This year’s order of maple syrup came recently. I order it directly from the producer in Newport, Vermont, as I have for many years, and my mother before me. When I unpacked the shipping box I took out the Newport Daily Express, wadded up to prevent shifting. It was from a Tuesday, and it was ten informative pages. That caught my attention, published in a town with just over 4000 residents. With a few keystrokes I learned that the primary service area, Orleans County, has a population of 27,500, and this apparently thriving daily print edition of a community newspaper serves 3,000 subscribers. Contrast that with the fragile bones of Savannah Morning News in Chatham County with a population of 303,000, where daily print circulation has been in decline since at least 2006, and as of 2022 stood at under 17,000 (10.9% vs. 5.6%). On a hunch I did a dive into the demographics of the two counties looking for answers.
Other than the
obvious differences in population everything else was close except one major
factor. In terms of high school education, they are identical. Chatham has a
greater percentage of college educated residents, and they are similar
regarding households with computers, access to broadband, and household income.

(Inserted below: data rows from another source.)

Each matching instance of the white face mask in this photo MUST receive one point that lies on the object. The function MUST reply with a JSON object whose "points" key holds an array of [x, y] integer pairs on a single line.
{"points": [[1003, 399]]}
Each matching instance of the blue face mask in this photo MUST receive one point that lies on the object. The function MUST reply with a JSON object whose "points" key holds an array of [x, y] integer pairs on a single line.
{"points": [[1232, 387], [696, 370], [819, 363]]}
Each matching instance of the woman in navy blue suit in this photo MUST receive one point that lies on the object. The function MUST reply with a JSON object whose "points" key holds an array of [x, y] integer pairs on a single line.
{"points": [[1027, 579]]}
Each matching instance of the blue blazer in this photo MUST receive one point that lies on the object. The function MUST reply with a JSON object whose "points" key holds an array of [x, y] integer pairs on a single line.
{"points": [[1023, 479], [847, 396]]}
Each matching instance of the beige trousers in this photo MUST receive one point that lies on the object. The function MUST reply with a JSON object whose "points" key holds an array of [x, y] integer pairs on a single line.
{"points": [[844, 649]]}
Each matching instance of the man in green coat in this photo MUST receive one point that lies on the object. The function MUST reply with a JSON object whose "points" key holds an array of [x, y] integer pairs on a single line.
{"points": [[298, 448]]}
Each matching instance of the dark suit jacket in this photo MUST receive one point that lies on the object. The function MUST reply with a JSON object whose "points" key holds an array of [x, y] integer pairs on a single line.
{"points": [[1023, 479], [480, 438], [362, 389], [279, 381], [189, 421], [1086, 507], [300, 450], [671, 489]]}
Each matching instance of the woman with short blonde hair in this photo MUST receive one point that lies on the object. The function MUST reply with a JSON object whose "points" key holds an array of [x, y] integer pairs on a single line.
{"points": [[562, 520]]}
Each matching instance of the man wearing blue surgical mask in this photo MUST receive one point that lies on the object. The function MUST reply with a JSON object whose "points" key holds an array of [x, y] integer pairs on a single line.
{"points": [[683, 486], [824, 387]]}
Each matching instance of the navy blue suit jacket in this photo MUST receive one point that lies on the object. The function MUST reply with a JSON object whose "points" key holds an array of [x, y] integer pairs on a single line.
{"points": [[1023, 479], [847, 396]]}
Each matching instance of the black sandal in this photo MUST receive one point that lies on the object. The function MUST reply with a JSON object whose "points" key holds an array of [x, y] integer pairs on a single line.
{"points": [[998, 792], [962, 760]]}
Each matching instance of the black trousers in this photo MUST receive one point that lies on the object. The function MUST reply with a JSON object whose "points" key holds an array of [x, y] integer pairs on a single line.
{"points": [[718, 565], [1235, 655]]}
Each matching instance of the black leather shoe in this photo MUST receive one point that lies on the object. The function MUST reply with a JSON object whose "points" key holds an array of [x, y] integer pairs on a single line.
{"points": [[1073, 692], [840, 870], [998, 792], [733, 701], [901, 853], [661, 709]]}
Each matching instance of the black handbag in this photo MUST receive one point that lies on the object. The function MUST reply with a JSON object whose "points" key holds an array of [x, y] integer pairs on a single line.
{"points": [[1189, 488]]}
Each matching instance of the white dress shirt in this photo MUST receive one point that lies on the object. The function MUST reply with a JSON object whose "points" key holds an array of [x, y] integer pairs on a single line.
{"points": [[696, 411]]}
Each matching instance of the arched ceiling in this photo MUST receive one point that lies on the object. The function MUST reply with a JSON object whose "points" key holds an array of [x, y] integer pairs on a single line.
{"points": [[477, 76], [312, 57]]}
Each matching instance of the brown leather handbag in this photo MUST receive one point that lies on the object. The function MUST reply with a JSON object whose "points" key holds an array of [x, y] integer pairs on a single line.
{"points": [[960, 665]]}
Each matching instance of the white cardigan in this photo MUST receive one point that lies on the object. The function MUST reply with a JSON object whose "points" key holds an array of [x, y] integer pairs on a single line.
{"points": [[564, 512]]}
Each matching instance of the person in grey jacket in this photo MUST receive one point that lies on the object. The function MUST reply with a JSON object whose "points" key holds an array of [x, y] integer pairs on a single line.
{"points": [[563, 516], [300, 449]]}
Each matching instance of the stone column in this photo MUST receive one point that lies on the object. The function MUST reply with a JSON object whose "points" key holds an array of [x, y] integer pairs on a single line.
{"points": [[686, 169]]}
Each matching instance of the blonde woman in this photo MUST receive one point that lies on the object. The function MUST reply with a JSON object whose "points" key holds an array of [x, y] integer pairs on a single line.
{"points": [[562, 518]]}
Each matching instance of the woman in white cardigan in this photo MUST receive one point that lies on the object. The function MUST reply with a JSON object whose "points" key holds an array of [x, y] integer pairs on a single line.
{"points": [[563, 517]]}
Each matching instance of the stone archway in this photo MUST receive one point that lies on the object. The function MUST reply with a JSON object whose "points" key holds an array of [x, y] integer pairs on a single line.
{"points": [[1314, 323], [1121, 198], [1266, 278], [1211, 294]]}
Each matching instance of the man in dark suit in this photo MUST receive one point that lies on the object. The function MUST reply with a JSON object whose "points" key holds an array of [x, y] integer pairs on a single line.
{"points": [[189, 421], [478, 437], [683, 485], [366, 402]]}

The exception was race. Orleans County, Vermont is 96% white and Chatham
County, Georgia is 52% white. The difference has to be cultural.
Another dive
took me to the pages of ETS (formerly Educational Testing Service) where a
study commissioned in 1972 on reading differences between blacks and whites
revealed that blacks read significantly less of all printed material,
particularly newspapers, at all educational and economic levels. That
apparently has not changed over the intervening 51 years. A 2023 survey by Pew
Research found that blacks get their news today primarily from television and
social media, and they don’t trust white reporting on black matters.
As an observer, which is all I qualify to be, I see
these biases preventing many black families from fully assimilating into the
American economy. This is a roadblock to not only upward mobility for so many in
the community, but for meaningful participation in a multicultural and
pluralistic society. African Americans have been significant contributors to
American life with music, art, fashion, and athletics, but not economically or
professionally in significant numbers. Hopefully, change is underway. As we
know, many more underrepresented minorities are now attending college.
An online non-profit newspaper, The Current, serving
our 100 miles of coast, is making inroads. Editors recently announced that one
third of a growing readership is black. In spite of my amateur analysis one
thing I do know, however, these readers black and white, are not a representative
cross section of the Georgia coast. There is still a long, long way to go.